Ongaro and Ousterhout (2014). In Search of an Understandable Consensus Algorithm [Raft]

Fri Feb 05 2021

tags: draft programming computer science self study notes public 6.824 MIT distributed systems

Introduction

This is the famous Raft (extended) paper, and here are my notes on it.

I read this paper as part of my self-study of 6.824 with NUS SoC folks. It may or may not be part of my goal to finish a Stanford CS degree in a year.

Overview of the paper

Raft is an algorithm for managing a replicated log. In the context of Raft a replicated log is a list of proposed changes to a state machine. Raft guarantees consistency (it's CP) and is fault-tolerant: the system remains available and consistent (linearisable?) ^[1] as long as a majority of nodes stay up.

It was designed with ease of understanding in mind: the authors claim that Paxos is difficult to understand and propose Raft as a more understandable alternative.

Safety properties of Raft:

Election safety: at most one leader can be elected in a given term. Leader append-only: a leader never overwrites or deletes entries in its log; it only appends new entries. Log matching: if two logs contain an entry with the same index and term, then the logs are identical in all entries up through the given index. (That is, if two logs agree on an entry in position i, they will also agree on all entries from 1 through i-1). Leader completeness: if a log entry is committed in a given term, that entry will be present in the logs of the leaders for all higher-numbered terms. State machine safety:if a server has applied a log entry at a given index to its state machine, no other server will ever apply a different log entry for the same index.

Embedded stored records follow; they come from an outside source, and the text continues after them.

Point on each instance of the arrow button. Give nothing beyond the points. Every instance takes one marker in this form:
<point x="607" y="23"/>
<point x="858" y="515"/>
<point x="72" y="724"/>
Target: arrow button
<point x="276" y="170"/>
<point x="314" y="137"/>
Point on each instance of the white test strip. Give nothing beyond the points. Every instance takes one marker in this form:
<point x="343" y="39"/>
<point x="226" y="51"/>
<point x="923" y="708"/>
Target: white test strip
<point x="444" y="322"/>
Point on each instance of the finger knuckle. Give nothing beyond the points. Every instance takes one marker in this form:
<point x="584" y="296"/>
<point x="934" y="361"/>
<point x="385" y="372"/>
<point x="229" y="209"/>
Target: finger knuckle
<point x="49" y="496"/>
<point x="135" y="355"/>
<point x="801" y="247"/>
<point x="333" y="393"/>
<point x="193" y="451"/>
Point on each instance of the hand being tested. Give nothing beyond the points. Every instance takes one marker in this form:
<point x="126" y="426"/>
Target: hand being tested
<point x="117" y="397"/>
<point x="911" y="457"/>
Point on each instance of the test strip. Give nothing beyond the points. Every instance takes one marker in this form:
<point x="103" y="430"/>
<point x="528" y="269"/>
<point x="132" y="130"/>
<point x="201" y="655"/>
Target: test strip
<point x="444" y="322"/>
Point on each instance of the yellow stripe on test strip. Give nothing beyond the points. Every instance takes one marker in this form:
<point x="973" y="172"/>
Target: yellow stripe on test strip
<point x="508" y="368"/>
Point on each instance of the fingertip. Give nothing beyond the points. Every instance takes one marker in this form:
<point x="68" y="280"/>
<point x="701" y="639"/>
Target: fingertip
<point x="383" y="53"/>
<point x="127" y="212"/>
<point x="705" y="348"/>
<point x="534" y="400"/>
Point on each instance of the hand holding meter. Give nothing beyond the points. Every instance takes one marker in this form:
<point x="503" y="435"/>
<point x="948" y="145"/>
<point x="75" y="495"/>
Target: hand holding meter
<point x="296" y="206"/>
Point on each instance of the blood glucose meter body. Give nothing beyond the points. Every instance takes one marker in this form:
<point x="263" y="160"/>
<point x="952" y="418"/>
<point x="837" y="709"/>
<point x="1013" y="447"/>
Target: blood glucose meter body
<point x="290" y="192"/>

Interesting things about the paper

Questions I had about the paper

Leader election and the election timeout

A server remains in follower state as long as it receives valid RPCs from a leader or candidate. Leaders send periodic heartbeats (AppendixEntries RPCs with no log entries) to all followers in order to maintain their authority. If a follower receives no communication over a period of time called the election timeout, then it assumes there is no viable leader and begins an election to choose a new leader.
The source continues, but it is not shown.